Chymotrypsin resistance of soluble Grl1p. Isolated granules were incubated at 95°C for 30 min, and then sedimented at 150,000 × g for 2 h. Aliquots of the supernatant, containing ∼7 μg of protein, were incubated with or without 1 mM calcium, followed by 10 mM EGTA, as indicated. Chymotrypsin was then added at the indicated concentrations. Samples were visualized by antibody blotting after SDS-PAGE. Grl1p is marked by ∗.

Figure 12

Effect of calcium on proGrl1p. Crude membrane fractions of either SB281 or MN173 were prepared, incubated with calcium as noted, and digested with 1 mg/ml chymotrypsin. Approximately 100 μg of protein were loaded per lane. In lanes 1–3, chymotrypsin digestion resulted in disappearance of proGrl1p and appearance of Grl1p-sized fragments. Comparison of lanes 2 and 3 with 5 and 6 indicates that exposure to calcium inhibited digestion of Grl1p, but not proGrl1p.
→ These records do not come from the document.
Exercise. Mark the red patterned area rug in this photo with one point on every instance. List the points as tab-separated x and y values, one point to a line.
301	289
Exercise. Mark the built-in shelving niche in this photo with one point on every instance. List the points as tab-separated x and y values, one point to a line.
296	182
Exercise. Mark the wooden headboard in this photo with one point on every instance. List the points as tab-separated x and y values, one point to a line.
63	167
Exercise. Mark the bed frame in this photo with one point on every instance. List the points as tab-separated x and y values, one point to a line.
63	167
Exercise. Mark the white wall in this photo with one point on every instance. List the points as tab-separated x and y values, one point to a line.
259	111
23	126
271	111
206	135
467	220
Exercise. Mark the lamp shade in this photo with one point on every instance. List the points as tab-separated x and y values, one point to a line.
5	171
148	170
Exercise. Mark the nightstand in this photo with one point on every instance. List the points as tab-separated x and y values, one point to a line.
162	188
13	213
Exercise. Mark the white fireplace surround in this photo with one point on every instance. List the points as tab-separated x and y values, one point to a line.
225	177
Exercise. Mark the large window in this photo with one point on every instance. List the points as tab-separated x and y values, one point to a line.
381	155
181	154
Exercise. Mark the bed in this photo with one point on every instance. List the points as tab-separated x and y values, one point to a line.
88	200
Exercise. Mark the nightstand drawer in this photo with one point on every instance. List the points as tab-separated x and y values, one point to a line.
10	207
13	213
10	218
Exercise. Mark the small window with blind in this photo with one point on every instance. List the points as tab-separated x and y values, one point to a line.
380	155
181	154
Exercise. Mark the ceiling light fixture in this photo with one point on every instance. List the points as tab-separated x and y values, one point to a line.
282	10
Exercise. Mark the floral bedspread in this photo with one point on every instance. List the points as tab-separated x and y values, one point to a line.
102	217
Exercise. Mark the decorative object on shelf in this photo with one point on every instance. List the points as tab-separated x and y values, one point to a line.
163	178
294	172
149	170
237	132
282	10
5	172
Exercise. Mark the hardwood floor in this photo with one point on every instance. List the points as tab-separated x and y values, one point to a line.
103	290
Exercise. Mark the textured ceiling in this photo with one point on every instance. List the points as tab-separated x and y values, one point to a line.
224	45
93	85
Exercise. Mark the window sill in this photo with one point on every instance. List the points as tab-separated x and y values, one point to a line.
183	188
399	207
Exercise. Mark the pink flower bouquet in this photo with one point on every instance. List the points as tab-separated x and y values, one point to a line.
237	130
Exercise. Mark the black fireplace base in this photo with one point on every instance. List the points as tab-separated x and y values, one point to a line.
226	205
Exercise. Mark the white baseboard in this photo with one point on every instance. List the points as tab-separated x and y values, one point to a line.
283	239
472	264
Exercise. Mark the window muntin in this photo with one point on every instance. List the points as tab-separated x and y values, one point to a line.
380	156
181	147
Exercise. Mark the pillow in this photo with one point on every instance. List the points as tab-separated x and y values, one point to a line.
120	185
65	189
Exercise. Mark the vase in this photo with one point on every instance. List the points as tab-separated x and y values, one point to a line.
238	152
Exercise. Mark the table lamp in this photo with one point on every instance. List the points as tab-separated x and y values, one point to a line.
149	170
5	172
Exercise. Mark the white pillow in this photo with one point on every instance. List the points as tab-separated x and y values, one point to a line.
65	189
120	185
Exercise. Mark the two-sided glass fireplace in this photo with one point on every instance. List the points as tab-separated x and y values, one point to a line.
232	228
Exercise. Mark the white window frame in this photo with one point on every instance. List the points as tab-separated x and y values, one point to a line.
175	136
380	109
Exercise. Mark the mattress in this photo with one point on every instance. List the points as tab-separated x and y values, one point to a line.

At lower chymotrypsin concentrations (0.1 mg/ml), intermediate digestion products of proGrl1p are visible in membrane fractions from both SB281 (lane 8) and MN173 (lane 12). These appeared to be reversibly destabilized by addition of calcium (lanes 9, 10 and 13, 14). The difference between the sizes of the proteolytic fragments (lanes 8 and 12) was variable; both MN173 and SB281 showed fragments of both sizes in other experiments. Seventy-five micrograms of protein per lane was loaded. Samples in Figure 7 were visualized by antibody blotting.

Figure 13

Model for compartmental regulation of Grl1p and core dynamics. The activity of proteases in maturing dense-core secretory granules cleaves the protein proregion. Low calcium may contribute to their activation. At least one domain of the processed protein, Grl1p, undergoes refolding to form a metastable structure that is an essential element of the granule lattice. Upon exocytosis, Grl1p is exposed to high extracellular calcium, inducing refolding to a fully stable structure.